Se sospecha que hackers vinculados al Estado norcoreano conocidos como Lazarus han robado criptomonedas de los South Korean exchange Upbit . Las autoridades surcoreanas dijeron que las retiradas no autorizadas ascendieron a unos 30 millones de dólares. La bolsa detectó la retirada un jueves y comenzó a trabajar con los reguladores para identificar la fuente de la brecha. Los investigadores que examinaron el suceso dijeron que el método utilizado en la intrusión se asemeja a un ataque anterior a Upbit en 2019.
Los hackers eliminaron activos digitales del exchange y transfirieron los fondos a través de varias carteras de criptomonedas. El rápido movimiento de los fondos robados ha dificultado la recuperación de los activos. El patrón de movimientos observado tras el robo refleja comportamientos descritos en casos anteriores vinculados a Lazarus, incluyendo transferencias rápidas entre monederos y el uso de múltiples cuentas intermedias.

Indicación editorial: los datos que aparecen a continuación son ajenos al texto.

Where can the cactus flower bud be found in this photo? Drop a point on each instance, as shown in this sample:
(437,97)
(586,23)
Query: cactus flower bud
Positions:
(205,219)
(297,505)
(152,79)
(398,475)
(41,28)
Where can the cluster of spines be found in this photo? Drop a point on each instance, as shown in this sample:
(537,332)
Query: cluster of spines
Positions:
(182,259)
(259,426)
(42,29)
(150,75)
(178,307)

Upbit informó de la intrusión poco después de identificar las transacciones no autorizadas. La empresa comenzó a revisar los controles internos de acceso y los registros de transacciones para determinar cómo entraron los atacantes. Aún no ha publicado detalles sobre el punto de entrada. El incidente suscitó preguntas sobre si los atacantes utilizaron credenciales comprometidas o aprovecharon las debilidades en los sistemas de acceso a cuentas.
Lazarus ha estado asociado con robos masivos de criptomonedas durante varios años. Incidentes pasados vinculados al grupo incluyen la pérdida de activos digitales de otros intercambios y de servicios basados en blockchain. El motivo sospechoso de estos incidentes es la adquisición de divisas extranjeras para el gobierno norcoreano, que se enfrenta a sanciones internacionales que restringen la actividad financiera.
La brecha de 2019 que involucró a Upbit provocó una pérdida de unos 40 millones de dólares. Las autoridades señalaron que la actividad observada en el último caso comparte características con ese evento anterior. Estas similitudes han contribuido a la sospecha de que el mismo grupo cometió el reciente robo.
Tras los informes públicos sobre la intrusión, el precio de las acciones de la empresa matriz de Upbit cayó. Los inversores reaccionaron ante las preocupaciones sobre posibles consecuencias regulatorias y el efecto en la confianza del cliente. Upbit afirmó que sigue reforzando las medidas internas y que está cooperando con las agencias gubernamentales durante la investigación.
Las autoridades están revisando los registros de blockchain y rastreando el movimiento de fondos para identificar las carteras implicadas. Investigaciones anteriores relacionadas con Lazarus han demostrado que el grupo distribuye con frecuencia fondos robados a través de muchas direcciones para ocultar su camino. Esta táctica puede complicar los esfuerzos para identificar dónde se almacenan finalmente los fondos.
Se recomienda a los usuarios de intercambios de criptomonedas que sean cautelosos con dónde almacenan sus activos. Mantener fondos en monederos basados en exchanges puede exponer a los usuarios a pérdidas si una plataforma se ve comprometida. Las opciones de almacenamiento en frío protegen a los usuarios que no necesitan acceso inmediato a sus activos.
La supuesta implicación de Lazarus en el robo de Upbit subraya la magnitud de las operaciones llevadas a cabo por grupos de hackers vinculados a los Estados. El robo de activos digitales sigue siendo una amenaza significativa para los mercados de criptomonedas y para los usuarios que almacenan activos en plataformas centralizadas.